Laurence Lola Veilleux vient de faire paraître, aux éditons Poètes de brousse, son premier recueil de poésie Chasse aux corneilles. Une œuvre forte dont le tableau de chasse se divise en sept segments ou en sept noms de femmes.
Des traces récurrentes telles que l’éclatement, le rapport trouble au corps, la sexualité et la rupture – surtout présente dans le passage de l’enfance à la vie adulte – sillonnent cette œuvre. La poésie de Laurence Lola Veilleux est à la fois poignante et troublante. On sent un certain ton naïf, mais un propos dense : « Quand j’étais petite j’ai fini par grandir / mes vêtements roses / se déchiraient sur ma peau boursoufflée ». Dans la première partie, « Lola », camouflé dans la marge, le lecteur épie une femme qui se définit et qui prend contact avec le monde à travers son corps. Les vers s’enchaînent et nous happent avec l’intensité des images qui se répondent en jouant constamment avec les contrastes : « je me décuplais en miettes brillantes / sur le visage des poupées de porcelaine / qui hantaient les coins sombres de mes chambres. » L’écriture par fragments et le fait de faire cohabiter lumière, enfance et noirceur témoignent de la fougue de l’imaginaire de cette écrivaine de la relève.

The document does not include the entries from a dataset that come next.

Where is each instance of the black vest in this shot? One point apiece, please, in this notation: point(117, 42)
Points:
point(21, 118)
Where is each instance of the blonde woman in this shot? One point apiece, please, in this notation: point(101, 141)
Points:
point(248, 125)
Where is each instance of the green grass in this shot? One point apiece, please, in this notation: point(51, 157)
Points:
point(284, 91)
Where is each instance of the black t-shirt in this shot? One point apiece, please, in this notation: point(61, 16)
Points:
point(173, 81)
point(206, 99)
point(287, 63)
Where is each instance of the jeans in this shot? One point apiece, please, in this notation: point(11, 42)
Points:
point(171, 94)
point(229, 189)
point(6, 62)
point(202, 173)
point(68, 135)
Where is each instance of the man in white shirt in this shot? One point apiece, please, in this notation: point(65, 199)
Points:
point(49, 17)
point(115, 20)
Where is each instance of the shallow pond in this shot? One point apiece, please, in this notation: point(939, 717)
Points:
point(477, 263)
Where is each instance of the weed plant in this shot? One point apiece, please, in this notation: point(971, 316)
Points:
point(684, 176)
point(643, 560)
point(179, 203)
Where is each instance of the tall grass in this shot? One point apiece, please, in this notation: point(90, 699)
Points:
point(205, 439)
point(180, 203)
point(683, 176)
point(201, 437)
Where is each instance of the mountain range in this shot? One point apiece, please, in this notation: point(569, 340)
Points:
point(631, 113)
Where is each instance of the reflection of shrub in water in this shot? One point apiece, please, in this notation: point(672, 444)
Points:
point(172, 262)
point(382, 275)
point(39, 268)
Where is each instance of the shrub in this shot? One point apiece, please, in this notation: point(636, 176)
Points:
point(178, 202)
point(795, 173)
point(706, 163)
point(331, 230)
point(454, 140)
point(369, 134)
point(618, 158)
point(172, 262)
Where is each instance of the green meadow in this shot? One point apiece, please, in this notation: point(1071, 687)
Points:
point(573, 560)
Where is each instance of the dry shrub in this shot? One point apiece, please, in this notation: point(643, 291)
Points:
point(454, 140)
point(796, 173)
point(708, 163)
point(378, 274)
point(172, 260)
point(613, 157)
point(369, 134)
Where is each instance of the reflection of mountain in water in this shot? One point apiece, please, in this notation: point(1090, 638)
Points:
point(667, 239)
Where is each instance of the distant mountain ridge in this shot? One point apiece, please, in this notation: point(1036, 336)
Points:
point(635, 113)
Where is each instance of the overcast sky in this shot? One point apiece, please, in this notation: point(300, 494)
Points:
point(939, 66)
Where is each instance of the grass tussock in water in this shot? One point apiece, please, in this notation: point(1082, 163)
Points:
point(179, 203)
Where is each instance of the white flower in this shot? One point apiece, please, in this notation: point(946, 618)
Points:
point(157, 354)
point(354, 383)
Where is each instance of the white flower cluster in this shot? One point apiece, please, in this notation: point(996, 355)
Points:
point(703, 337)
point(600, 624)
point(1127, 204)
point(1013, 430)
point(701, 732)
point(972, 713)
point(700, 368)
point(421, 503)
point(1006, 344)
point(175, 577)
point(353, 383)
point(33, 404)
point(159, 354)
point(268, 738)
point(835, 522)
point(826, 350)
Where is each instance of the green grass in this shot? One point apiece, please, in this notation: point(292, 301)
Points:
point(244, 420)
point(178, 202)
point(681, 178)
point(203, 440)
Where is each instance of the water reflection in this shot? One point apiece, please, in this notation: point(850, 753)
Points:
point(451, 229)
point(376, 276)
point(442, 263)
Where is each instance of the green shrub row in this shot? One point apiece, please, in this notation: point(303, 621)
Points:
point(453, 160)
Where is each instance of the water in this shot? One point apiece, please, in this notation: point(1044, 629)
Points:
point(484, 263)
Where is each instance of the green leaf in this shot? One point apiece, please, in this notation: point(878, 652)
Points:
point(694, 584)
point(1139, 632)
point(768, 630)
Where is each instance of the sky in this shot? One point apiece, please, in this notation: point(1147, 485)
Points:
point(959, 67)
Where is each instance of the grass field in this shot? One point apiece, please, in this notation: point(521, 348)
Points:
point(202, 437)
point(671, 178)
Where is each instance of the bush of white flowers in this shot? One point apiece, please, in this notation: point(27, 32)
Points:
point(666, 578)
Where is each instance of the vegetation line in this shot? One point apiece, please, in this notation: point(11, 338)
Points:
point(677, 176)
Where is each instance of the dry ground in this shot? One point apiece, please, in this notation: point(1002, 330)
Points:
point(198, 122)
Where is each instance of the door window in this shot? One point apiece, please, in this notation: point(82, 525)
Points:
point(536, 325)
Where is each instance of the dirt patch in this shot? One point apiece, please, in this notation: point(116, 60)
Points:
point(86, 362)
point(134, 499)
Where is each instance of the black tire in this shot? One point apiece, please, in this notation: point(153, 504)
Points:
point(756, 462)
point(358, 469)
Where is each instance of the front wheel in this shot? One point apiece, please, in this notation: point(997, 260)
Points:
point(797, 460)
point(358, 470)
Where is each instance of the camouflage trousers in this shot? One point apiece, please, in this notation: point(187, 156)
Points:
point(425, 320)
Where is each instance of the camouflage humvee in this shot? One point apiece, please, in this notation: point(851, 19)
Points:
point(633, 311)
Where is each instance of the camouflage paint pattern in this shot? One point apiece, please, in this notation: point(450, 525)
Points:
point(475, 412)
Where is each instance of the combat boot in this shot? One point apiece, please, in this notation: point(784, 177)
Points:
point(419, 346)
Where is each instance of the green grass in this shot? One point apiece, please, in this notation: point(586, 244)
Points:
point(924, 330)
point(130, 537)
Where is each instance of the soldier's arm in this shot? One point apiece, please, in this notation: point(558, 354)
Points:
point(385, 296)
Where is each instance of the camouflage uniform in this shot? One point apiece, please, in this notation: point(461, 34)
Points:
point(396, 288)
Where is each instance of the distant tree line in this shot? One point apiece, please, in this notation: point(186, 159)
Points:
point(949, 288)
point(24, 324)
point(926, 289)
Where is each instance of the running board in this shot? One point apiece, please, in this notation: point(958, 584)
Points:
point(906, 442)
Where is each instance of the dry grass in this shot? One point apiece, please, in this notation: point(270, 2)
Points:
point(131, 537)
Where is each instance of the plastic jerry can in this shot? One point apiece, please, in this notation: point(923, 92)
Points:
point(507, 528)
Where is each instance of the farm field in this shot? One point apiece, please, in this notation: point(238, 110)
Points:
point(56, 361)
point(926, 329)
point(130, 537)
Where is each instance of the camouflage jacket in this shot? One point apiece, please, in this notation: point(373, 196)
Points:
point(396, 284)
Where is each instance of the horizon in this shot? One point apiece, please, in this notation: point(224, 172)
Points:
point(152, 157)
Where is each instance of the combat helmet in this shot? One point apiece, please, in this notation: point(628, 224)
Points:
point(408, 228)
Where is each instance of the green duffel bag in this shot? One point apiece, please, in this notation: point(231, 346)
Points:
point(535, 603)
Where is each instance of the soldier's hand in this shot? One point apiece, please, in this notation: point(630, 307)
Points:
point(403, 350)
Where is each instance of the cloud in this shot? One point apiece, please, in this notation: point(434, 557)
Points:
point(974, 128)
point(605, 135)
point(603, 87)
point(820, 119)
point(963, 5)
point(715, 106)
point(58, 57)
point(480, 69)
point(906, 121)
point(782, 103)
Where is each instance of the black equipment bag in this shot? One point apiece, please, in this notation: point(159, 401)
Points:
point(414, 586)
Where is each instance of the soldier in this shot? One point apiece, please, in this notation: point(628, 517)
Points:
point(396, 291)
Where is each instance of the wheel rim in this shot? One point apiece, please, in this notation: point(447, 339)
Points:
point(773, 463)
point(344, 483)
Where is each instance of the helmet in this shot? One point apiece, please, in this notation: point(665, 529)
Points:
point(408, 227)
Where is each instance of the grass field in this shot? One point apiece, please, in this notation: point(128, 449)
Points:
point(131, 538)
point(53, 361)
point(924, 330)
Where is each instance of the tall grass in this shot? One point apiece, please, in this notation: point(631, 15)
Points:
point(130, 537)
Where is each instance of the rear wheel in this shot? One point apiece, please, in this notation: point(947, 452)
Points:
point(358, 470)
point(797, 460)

Dans le segment « Madeleine », la poésie prend l’essence de la prose en présentant le village de Saint-Benjamin et l’évolution de la narratrice entre 14 et 19 ans. Sa 18e année brille cependant par son absence. Âge déjà trop connoté peut-être? « Madeleine » raconte une vie embrumée par la dépression, l’alcool et les problèmes psychiatriques.
Suit une Lilith assaillie par le sexe qui se répand jusque dans les murs. C’est froid, ça pue la charogne, on le sent presque à travers les pages comme s’il y avait un collant odorant à gratter. Malgré tout, on sent aussi la femme blessée qui s’acharne sur elle-même : « je suis partie trop vite encore / maudite conne / maudite maudite maudite / maudite maudite maudite maudite conne. »
Le recueil Chasse aux corneilles se déploie dans l’intensité : Laurence Lola Veilleux manipule avec brio la tension, autant dans la psyché de ses personnages que dans la forme de ses fragments poétiques, en y opposant la douceur des mots qui créent des images troublantes. Une première œuvre avec une voix aussi singulière que ses thèmes : il est évident que le tableau de chasse de Laurence Lola Veilleux ne restera pas immaculé.